A security researcher known for finding Java bugs has uncovered a new critical zero-day vulnerability in all currently-supported versions of the popular Oracle software.
The bug, which was publicly reported on the Full Disclosure security mailing list Tuesday by Adam Gowdiak, the founder and CEO of Polish security firm Security Explorations, can be leveraged to hijack a machine equipped with Java, letting attackers install malware on the system.
Windows PCs and Macs are equally at risk if their users have installed Java, or in the case of OS X, are running 10.6, aka Snow Leopard, or earlier. Snow Leopard was the last edition where Apple bundled Java with the operating system.
All currently-support versions of Java, including Java 5, Java 6 and Java 7, contain the bug.
Gowdiak has found other Java vulnerabilities in the past: Earlier this year he reported more than a dozen to Oracle. Months later, hackers independently uncovered one of the bugs, then began using it in widespread attacks during August.
On Aug. 30 Oracle shipped one of its rare emergency, or "out-of-band," security updates to patch the exploited Java bug.
The vulnerability Gowdiak revealed Tuesday was both potentially more serious than the already-exploited flaw and less of a risk to users at the moment.
"The potential impact is bigger when it comes to the number of Java desktops," said Gowdiak in an email reply to questions. "The vulnerability affects up-to-date installs of Java 5, 6 and 7. We even tested the developer preview of Java 7 Update 10, a build from Sept. 20, 2012, [and] verified it was also vulnerable."
The Java zero-days exploited by cyber criminals last month were in Java 7 only -- the newest edition -- and because of that, Gowdiak and other experts recommended users downgrade to Java 6, which was safe.
Not the case now, as all editions of Java harbor the flaw.
Gowdiak, using installed-base statistics cited by Oracle, argued that approximately 1 billion computer users are at risk because of the unpatched vulnerability.
On the other hand, there is much less urgency with this vulnerability than the one exploited last month for the simply fact that there's no evidence it's in the hands of hackers. "We are not aware of any active attacks that would exploit this vulnerability," Gowdiak said.
While Gowdiak said that he found the new Java bug last week -- and took the weekend to create and test a proof-of-concept exploit -- he only reported it to Oracle on Tuesday. In a follow-up email to Computerworld, Gowdiak said, "We just received confirmation of the issue from Oracle."
The company also told him that the bug will be patched in a future Java security update, but that it did not name which. The next on Oracle's quarterly schedule will ship Oct. 16.
That was one of several reasons Gowdiak used to explain why he went public with the bug -- albeit sans technical details -- rather than privately reporting it to Oracle and waiting for the company to quietly patch Java. "There are still three weeks until the scheduled Java October Critical Patch Update [CPU], so it might be possible that Oracle manages to address the bug [on Oct. 16]," he said.
Gowdiak also said it was "simply our obligation to provide users with a proper warning," especially in light of recommendations last month to shift from Java 7 to the then-safe Java 6.
The fact that Java 6 is vulnerable will be of special interest to anyone using a Mac that runs OS X 10.6 (Snow Leopard) or OS X 10.5 (Leopard). Although Apple stopped bundling Java with OS X starting in 2011, 2009's Snow Leopard and 2007's Leopard included the software. If hackers have found -- or do find -- Gowdiak's vulnerability on their own, and exploit it before Oracle patches, Snow Leopard and Leopard users will be at risk, just like those running Lion or Mountain Lion.
The publicity of the newest Java zero-day -- several media outlets reported it yesterday -- will, of course, put some pressure on Oracle to act quickly, a reason often cited by security researchers who broadcast the existence of a flaw before a patch is available.
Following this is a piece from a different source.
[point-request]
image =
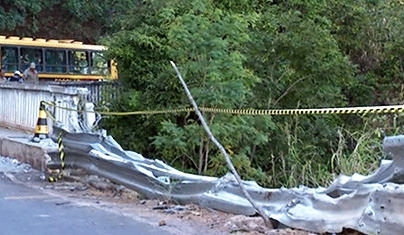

Gowdiak had an answer for that, too.
"We [make] public announcements, so that users are aware that there are some risks associated with given software or a technology, and can plan their actions accordingly," he said. He also declined to share more information about the nature of the vulnerability than the vague description in the Full Disclosure message.
Gowdiak confirmed that his proof-of-concept exploit worked against the Java plug-in used by the current versions of Chrome, Firefox, Internet Explorer 9, Opera and Safari on Windows 7.
As virtually every security professional has done when a Java vulnerability or exploit surfaces, Gowdiak yesterday urged users to disable the plug-in in their browsers until Oracle issues a patch.
Security Explorations keeps an up-to-date account of the vulnerabilities it reports to vendors, and their reactions, if any, on its website.
Instructions for disabling Java in the major browsers can be found on the US-CERT (United States Computer Emergency Readiness Team) website.